What emerges very clearly from this book is that Fanon could not follow Hegel all the way. When he realized that it is a dialectic that does not apply to a colonial situation, that there is no correspondence between the abstract figures of lord and bondsman and the flesh-and-blood bodies of colonized and colonizer, Fanon did not hesitate to bend the logic of recognition to his own situation and abandon the French Hegel. Like Hegel, Fanon looked to the future but, unlike Hegel, he did so from the midst of struggle. He is the decolonizing intellectual, springing from a class flight from petit-bourgeois Antilles, and lodged in a complex and perhaps interminable relation with the racialized identification of the radically other.
Today, we are once again living in a dualistic world: the atmosphere of death makes daily life suffocating. Death is no longer a risk one runs to raise oneself to a higher consciousness of oneself, no longer seen as value-giving or honorable, but rather as wretched, premature, gratuitous, senseless, and voracious. Faced with a death like that, one might hope to see more and more intellectuals ready to choose a life of resistance and launch social theories on liberation and human capacity like stones, directed at the glass house of history, just as Fanon did for as long as he could. And that is why, as we set this book down, we should remember Said, who unfortunately is little cited by the authors.
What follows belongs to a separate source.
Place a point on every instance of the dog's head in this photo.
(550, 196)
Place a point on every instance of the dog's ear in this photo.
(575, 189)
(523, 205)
This volume can be used as well as read. Should we stand or not with Said on that little plot of land, north of Gaza and south of Lebanon, to throw a stone today, as he did more than twenty years ago with his son? The self-consciousness upon which Hegel, and then Fanon, invite us to reflect is no more than the capacity to be; inasmuch as we are human beings in a history that has been chosen, not endured or imposed.